L’Europe, seul rempart face à l’inaction française ?
Alors que la France piétine, l’Union européenne, elle, tente de tirer la sonnette d’alarme. Les directives européennes imposent des normes strictes en matière de réduction des émissions et d’adaptation des territoires, mais leur transposition en droit français reste lacunaire. L’UE dépense des milliards pour aider ses États membres à s’adapter, tandis que Paris préfère saborder ses propres outils, comme le fonds vert.
Les pays nordiques, l’Allemagne ou les pays baltes montrent pourtant l’exemple : investissements massifs dans les infrastructures vertes, plans de résilience urbaine, sensibilisation citoyenne. La France, elle, reste prisonnière de ses vieux réflexes : réagir au lieu d’anticiper, minimiser au lieu de planifier.
Et si 2027 était l’année du sursaut ?
Les prochaines élections présidentielles s’annoncent comme un tournant. Alors que les canicules précoces et intenses se banalisent, la question climatique doit devenir la priorité absolue des candidats.
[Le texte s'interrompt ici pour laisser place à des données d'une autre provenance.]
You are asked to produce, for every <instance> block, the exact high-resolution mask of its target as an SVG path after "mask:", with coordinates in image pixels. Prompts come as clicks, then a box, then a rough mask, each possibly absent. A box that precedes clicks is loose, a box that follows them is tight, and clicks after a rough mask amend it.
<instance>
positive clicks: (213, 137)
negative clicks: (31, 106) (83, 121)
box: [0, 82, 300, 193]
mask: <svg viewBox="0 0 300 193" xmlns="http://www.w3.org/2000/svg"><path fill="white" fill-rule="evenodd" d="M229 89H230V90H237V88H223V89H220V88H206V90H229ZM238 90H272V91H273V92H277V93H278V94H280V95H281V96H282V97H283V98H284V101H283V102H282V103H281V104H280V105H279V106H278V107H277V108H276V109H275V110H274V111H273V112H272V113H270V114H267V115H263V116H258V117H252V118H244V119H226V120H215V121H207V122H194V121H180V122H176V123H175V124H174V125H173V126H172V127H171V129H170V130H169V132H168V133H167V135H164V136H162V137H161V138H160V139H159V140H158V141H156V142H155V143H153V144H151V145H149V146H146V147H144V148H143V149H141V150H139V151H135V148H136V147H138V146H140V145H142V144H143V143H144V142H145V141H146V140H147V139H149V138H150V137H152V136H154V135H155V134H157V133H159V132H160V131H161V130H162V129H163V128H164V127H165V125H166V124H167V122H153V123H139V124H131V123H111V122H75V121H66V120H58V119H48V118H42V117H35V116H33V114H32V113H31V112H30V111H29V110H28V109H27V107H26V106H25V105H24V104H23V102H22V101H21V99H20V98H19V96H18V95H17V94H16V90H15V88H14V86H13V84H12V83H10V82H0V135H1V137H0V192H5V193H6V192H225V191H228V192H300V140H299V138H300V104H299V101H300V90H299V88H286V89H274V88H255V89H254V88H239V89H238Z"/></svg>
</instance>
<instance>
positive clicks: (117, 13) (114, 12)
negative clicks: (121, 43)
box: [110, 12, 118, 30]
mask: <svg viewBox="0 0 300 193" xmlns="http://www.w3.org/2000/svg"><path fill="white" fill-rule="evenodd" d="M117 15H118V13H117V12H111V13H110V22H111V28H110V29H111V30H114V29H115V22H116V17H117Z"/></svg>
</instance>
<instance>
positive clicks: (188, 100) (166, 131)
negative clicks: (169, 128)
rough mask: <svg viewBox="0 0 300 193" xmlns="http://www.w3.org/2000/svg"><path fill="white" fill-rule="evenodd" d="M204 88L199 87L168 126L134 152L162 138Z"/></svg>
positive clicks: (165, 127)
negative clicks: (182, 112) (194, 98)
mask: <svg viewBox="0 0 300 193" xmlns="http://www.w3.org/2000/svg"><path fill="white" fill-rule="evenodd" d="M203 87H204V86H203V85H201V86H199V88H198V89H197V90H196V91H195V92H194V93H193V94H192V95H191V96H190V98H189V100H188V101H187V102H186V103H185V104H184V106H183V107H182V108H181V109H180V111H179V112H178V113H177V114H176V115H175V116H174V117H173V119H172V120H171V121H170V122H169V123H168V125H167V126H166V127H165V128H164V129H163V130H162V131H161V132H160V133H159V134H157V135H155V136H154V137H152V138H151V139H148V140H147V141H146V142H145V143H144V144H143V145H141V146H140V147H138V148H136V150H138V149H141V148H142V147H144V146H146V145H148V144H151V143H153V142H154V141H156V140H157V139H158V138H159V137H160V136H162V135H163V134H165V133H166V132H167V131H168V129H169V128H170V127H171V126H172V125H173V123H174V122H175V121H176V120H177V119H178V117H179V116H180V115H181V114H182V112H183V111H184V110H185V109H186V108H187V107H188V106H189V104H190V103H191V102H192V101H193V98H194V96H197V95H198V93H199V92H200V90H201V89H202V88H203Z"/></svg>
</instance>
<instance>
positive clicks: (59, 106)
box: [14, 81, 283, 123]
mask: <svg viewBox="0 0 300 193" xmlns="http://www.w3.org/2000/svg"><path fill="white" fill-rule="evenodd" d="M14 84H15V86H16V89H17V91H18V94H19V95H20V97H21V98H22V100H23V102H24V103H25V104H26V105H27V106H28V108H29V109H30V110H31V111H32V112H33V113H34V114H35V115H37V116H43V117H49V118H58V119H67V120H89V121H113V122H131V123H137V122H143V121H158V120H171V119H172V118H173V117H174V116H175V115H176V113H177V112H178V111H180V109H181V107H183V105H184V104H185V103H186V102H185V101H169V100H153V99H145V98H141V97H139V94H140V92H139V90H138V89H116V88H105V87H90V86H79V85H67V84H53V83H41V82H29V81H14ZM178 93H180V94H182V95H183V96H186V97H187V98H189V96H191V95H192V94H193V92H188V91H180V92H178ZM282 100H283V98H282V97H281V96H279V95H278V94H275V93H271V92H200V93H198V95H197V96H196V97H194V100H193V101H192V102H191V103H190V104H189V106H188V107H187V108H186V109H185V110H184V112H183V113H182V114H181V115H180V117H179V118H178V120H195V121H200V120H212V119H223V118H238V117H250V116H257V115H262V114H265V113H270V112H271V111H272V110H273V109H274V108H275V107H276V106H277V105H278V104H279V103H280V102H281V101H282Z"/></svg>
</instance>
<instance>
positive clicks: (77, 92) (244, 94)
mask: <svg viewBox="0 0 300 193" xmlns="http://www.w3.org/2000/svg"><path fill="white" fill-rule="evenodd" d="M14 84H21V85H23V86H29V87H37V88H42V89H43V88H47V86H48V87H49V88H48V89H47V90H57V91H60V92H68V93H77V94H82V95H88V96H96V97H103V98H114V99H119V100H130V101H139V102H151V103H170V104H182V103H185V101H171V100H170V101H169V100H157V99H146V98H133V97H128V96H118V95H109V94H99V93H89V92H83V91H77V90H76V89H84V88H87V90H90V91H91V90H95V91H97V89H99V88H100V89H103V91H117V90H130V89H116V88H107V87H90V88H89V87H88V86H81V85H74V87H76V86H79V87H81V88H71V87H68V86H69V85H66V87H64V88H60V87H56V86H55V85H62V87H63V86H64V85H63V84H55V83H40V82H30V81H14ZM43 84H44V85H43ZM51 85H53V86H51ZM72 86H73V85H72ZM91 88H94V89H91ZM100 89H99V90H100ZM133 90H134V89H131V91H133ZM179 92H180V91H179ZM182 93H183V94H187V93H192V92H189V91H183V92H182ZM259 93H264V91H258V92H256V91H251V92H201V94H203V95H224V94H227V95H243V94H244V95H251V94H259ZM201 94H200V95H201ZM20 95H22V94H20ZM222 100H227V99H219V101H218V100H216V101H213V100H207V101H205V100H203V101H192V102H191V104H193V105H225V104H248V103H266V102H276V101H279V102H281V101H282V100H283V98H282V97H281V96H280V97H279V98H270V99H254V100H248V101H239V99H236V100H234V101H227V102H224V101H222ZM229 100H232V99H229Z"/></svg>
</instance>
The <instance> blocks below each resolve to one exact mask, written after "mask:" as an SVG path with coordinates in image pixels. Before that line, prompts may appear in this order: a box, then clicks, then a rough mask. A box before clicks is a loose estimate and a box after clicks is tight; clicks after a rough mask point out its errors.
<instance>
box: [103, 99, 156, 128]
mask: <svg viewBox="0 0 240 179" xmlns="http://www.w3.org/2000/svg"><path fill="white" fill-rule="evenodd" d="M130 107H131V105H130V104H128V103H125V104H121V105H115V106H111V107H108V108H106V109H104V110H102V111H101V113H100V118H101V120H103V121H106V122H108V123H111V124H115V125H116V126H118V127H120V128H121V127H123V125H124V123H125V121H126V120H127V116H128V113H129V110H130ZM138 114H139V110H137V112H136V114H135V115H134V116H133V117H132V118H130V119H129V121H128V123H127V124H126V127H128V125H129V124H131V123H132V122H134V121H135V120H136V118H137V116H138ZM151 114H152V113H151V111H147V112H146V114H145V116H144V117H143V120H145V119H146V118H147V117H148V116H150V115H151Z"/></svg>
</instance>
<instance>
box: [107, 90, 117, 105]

Pourtant, à moins de deux ans du scrutin, les programmes restent flous, les débats superficiels, et les promesses éphémères.
Il est urgent de repenser l’ensemble des politiques publiques à l’aune de l’urgence climatique : santé, éducation, logement, transport, agriculture. Plus de mesures ponctuelles, plus de demi-mesures – seulement une vision d’ensemble, ambitieuse et réaliste, capable de transformer la France en un pays résilient.
Le temps des avertissements est révolu. Les faits sont là : la maison brûle. Et si les responsables politiques continuent de détourner le regard, c’est à la société civile, aux collectivités et aux citoyens de prendre les rênes. La survie de la démocratie française en dépend peut-être.
La climatisation, une fausse bonne solution
Face à la répétition des canicules, certains plaident pour une généralisation de la climatisation dans les lieux publics. Pourtant, cette solution, bien que nécessaire à court terme, pose des problèmes majeurs. D’abord, son coût énergétique : la climatisation aggrave les îlots de chaleur urbains et contribue au réchauffement global. Ensuite, son accessibilité inégale : les ménages modestes ne pourront pas se payer des climatiseurs, creusant encore les inégalités sociales en période de crise.
Plutôt que de miser sur des solutions individuelles et énergivores, il faudrait investir dans des infrastructures durables : isolation des bâtiments, végétalisation des villes, développement des transports en commun, et surtout, une politique de sobriété énergétique ambitieuse. La transition écologique ne se décrète pas – elle se construit, pas à pas, avec des moyens à la hauteur des enjeux.
Les prochains mois seront décisifs. Soit la France prend enfin la mesure de l’urgence climatique et engage des réformes structurelles, soit elle continuera à subir, année après année, les conséquences d’une politique environnementale à la dérive.